Topic 9 describes the rapid development of the metabolomics approach in breast cancer study. A growing literature reports the use of metabolites to modulate diverse processes, such as stem cell differentiation, oligodendrocyte maturation, insulin signaling, T-cell survival, and macrophage immune responses (Zanni et al., 2017; Guijas et al., 2018; Procopet et al., 2018; Njoku et al., 2020). The links between metabolomics and breast cancer keywords show more than 200 strength links. Metabolomics has enabled researchers to complement genomic and protein level analysis of disease with both semi-quantitative and quantitative metabolite levels, which are the chemical mediators that constitute a given phenotype (Njoku et al., 2020). Breast cancer is associated with significantly lowered plasma aspartate levels in a training group comprising 1:1 breast cancer patients and controls (Xie et al., 2015). Researchers find that lowed circulating aspartate is a crucial metabolic feature of human breast cancer (Huang et al., 2016). Another breakthrough in metabolomics analysis has led to the discovery of new targets for cancer therapy. Unlike genes or proteins, metabolites are often readily available, which means that MAS is broadly amenable to high-throughput screening of virtually any biological system (Guijas et al., 2018). Therefore, increasing clinical research will be discovered by applying metabolomics in breast cancer and other types of cancer diseases.
Topic 10 focuses on the importance of genomics study in colorectal cancer. Colorectal cancer (CRC) is a common and lethal disease with a high therapeutic need. In a range of protein, DNA, and RNA-based biomarkers under investigation for CRC, long non-coding RNAs (lncRNA) plasmacytoma variant translocation have been evaluated as a diagnostic, prognostic, and therapeutic biomarker in colorectal cancer(Ogunwobi et al., 2020). Researchers also identified a unique subclass of colorectal cancer characterized by hypermutation associated with the POLE mutation. 7.2% of Early-onset colorectal cancers (EOCRCs) had the POLE P286R mutation, which was not found in late-onset CRCs (LOCRCs) (Ahn et al., 2016). Biomarker analysis supported the functional equivalence of weekly and every 2nd-week administration of cetuximab. It provided further confirmation that patients with KRAS wild-type metastatic colorectal cancer (mCRC) were those most likely to benefit from cetuximab treatment (Tabernero et al., 2010).
Topic 15 and Topic 16 refer to cancer pharmacogenomics and genome-guided therapy regimens.
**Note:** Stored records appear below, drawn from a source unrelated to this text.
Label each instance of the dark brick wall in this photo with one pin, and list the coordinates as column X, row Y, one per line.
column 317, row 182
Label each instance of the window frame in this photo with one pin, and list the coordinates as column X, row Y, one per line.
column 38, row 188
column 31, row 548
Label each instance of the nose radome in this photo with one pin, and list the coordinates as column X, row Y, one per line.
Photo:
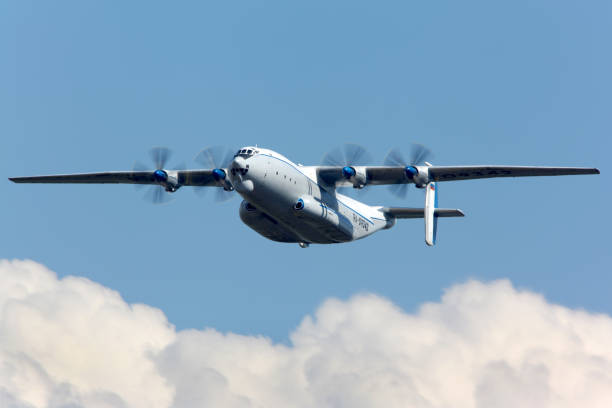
column 239, row 163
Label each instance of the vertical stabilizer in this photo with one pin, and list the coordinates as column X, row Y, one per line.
column 431, row 221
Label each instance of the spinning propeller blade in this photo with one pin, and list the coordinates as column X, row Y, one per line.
column 348, row 156
column 156, row 194
column 419, row 155
column 219, row 159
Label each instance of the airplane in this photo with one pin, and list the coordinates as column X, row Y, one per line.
column 288, row 202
A key aspect of precision medicine is identifying biomarkers that predict the response to medications (i.e., pharmacogenetics) (Kranzler et al., 2017). The primary pharmacogenomics research strategy is to select candidate genes related to drug absorption, transport, activation, metabolism, initiation, and excretion (Shukla, 2017). Then the relationship between gene variation and drug efficacy is analyzed by statistical principle. Multiple genes with specific types of alterations have now been identified associated with improved response to chemotherapy and radiotherapy (Ostrom et al., 2013). Although many academic achievements on biomarkers have been reported, a few biomarkers are used in cancer drug development and clinical settings (Saito et al., 2013). Thus, to enable the optimal selection of drug(s) for a cancer patient, more research finding for critical biomarkers discovery is of urgent demand.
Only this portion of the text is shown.